Dünyanın en çok makarna ihraç eden ikinci ülkesiyiz.Muhteşem.Gel gör ki, biz makarnanın tonunu 450 dolara satıyoruz.Rusya 950 dolara, İtalya 1.400 dolara, Çin 1.650 dolara, ABD 1.950 dolara, Güney Kore 3.100 dolara satıyor.Aynı ürün, en ucuz bizimki ediyor.
Domatesimizin tonunu 550 dolara veriyoruz.Polonya iki katına, Meksika iki katına, Hollanda dört katına veriyor.İnsanın ağlayası geliyor.

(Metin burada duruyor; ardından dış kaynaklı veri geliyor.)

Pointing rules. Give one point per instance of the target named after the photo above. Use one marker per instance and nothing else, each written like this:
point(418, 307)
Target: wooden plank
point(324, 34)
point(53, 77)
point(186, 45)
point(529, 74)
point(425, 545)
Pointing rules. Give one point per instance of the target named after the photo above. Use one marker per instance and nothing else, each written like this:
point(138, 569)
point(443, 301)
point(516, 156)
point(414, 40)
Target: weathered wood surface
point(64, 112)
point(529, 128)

Narenciyede dünyanın en büyük üçüncü ihracatçısıyız.Şahane.İspanya mandalinasını bizim iki katımıza satıyor.Mısır portakalını bizim üç katımıza satıyor.Arjantin limonunu bizim üç katımıza satıyor.

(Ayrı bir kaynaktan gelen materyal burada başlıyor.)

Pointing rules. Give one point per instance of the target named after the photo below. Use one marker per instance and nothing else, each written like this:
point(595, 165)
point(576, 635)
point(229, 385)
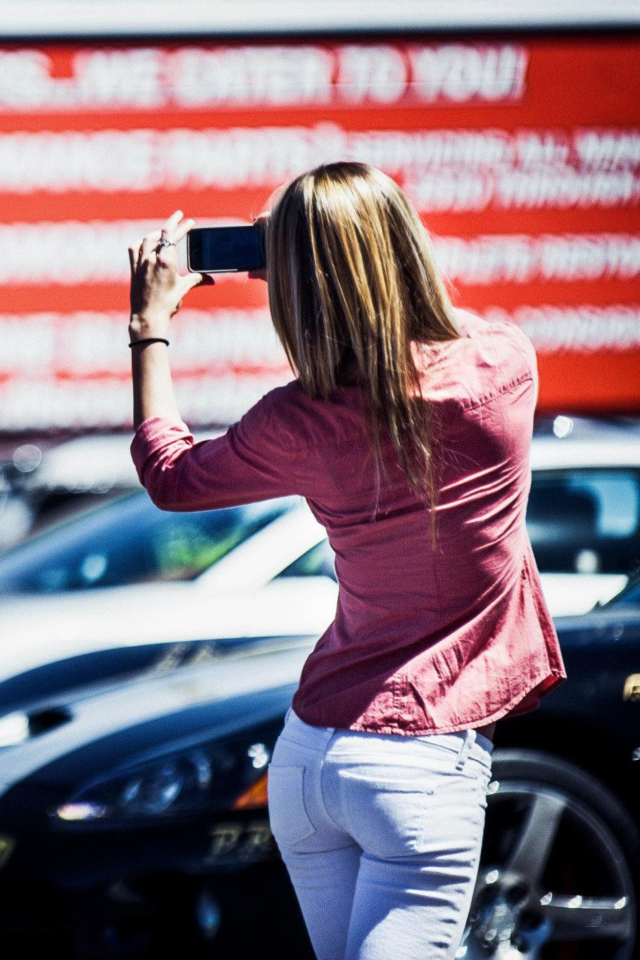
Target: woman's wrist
point(143, 327)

Niye böyle oluyor?Çünkü…İnsanını ucuzlatırsan, ülkeni ucuzlatırsın.
Türkiye'de 10 yıl önce asgari ücret 395 dolarken, Çin'de 120 dolardı.Bugün Türkiye'de asgari ücret 210 dolar, Çin'de 450 doları geçti.
Tabii bu asgari ücret Türk vatandaşları için geçerli…Türkiye'deki kaçak Suriyeliler, Türk işçisinin yarı fiyatına çalışıyor.Türkiye'deki Suriyeli, Çin'deki işçinin beşte birine maloluyor.Bangladeşli işçi bile, artık, Türkiye'deki Suriyelinin yanında pahalı kalıyor.
Doları patlatan Türkiye, ihracat hamlesi palavrasıyla “köle pazarı” haline getiriliyor.